The journey to find a job and start a career is one your teen or young adult must embark upon him or herself. You are no longer in the driver’s seat (maybe you never were). Now it’s time to become the trusted counselor and wise listener that they need.
As your child starts to figure out what they want to do, here are a few things you can do to help:
5 Ways Parents Can Help Their Kids Find Jobs
1. Relieve the pressure
Finding a job is stressful for anyone, whether you are fully qualified and self-motivated or still struggling to find your path. Additional pressure from mom or dad is usually counterproductive. Make sure your child knows that you are there for him or her, that you are willing to be a sounding board and a brain-storming partner but try not to be either too directive or too inquisitive. Let them reach out to you and let them ask for help as needed. Then be there to listen.
2. It takes a village
If your child needs extra help, find others within your circle who can be supportive to your child and help make those connections. Your child may reject the advice you provide and receive that same advice from someone else with an open mind. Friends, neighbors, college counselors, professors and work colleagues can all fill this role. It’s okay to ask others for help.
Be available to your friends’ kids for mock interviews, resume help or networking ideas. Provide referrals for others, help them make connections. Be generous yourself and accept the generosity of others.
3. Talk about the learning
Most young people don’t recognize that the job search process provides tremendous personal growth. In the hunt for the job, they forget that they are learning to network, to market themselves and to build confidence and resilience. There is so much learning that takes place in every single meeting your son or daughter has.
Don’t ask about the outcome as much as you ask about the learning. Job rejections can happen for so many reasons, so they should not be taken personally. Ask your child, “What did you learn and how can you apply it to the next meeting you have?”
4. It’s a long game
Most young people have no awareness that life is a long game. The people you meet today can change your life tomorrow.
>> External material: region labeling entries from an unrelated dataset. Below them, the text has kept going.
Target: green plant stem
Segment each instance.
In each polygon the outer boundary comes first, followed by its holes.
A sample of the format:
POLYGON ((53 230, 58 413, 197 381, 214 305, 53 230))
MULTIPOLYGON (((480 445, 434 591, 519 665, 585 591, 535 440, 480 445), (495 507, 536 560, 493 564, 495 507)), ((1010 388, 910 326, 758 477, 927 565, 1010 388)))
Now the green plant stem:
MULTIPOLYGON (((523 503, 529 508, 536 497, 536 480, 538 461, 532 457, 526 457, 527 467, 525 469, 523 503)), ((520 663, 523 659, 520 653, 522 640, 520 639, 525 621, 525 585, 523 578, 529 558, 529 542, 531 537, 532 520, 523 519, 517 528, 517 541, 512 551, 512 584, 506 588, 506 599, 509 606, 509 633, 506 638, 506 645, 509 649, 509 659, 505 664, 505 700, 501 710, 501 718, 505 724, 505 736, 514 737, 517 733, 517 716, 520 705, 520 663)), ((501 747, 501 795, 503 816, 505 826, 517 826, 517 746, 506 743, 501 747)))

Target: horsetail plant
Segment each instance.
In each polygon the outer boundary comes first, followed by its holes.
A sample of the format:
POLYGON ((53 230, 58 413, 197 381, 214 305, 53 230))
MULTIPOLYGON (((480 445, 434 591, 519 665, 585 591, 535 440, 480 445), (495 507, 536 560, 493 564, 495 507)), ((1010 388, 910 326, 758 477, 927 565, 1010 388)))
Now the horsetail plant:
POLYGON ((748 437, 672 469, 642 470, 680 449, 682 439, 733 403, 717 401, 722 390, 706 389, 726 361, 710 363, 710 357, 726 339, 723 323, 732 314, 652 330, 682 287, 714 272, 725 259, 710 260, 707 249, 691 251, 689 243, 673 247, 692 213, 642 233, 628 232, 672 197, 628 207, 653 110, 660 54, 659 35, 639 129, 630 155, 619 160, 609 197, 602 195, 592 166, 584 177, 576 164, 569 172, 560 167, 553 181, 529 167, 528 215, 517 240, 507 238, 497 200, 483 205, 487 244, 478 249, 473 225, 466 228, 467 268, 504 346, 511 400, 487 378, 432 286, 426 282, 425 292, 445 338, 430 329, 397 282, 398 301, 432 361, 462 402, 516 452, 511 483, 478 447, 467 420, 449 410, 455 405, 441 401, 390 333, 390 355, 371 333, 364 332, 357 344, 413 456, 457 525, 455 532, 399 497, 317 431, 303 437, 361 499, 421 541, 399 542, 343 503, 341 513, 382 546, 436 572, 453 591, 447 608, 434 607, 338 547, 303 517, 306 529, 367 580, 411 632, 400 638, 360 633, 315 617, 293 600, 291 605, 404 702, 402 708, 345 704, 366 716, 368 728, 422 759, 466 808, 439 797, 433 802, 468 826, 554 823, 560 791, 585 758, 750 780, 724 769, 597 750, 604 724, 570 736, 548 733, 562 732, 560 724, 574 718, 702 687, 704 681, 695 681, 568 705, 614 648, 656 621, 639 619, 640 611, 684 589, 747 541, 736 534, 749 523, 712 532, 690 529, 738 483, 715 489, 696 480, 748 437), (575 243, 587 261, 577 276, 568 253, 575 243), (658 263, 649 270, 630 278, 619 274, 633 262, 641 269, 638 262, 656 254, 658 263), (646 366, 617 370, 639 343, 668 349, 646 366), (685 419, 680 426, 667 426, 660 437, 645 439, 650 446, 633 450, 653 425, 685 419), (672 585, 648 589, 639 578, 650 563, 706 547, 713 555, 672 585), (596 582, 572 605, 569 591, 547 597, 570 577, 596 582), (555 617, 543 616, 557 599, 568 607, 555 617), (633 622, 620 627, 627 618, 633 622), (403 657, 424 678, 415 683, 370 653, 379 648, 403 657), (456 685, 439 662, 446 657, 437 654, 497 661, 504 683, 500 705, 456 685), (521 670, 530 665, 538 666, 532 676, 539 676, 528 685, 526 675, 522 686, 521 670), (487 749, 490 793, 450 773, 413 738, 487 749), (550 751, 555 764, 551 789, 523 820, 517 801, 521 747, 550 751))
The trouble is, no one tells you exactly who those people are. Treat each meeting as an important one. Don’t get dejected by rejection. Treat everyone well. Show grace and gratitude. People will circle back in your life in ways you cannot predict today. Keep track of all the people you meet for it is likely you will meet some of them again.
5. Your network is valuable, start building it now
Many people feel they must network when they are looking for a job, in order to get a job. They don’t consider that the process of interviewing or meeting people is an excellent opportunity to build and expand their personal network. You can learn something from everyone you meet, so encourage your son or daughter to meet as many people as they can. Urge them to approach meetings with curiosity, authenticity, interest and generosity. Have them look to establish a connection beyond the job hunt. They are adding to their personal value by building genuine relationships.
Enjoy this journey with your young adult. Soon they will be gainfully employed, embarking upon their exciting careers and continuing the process of life-long learning.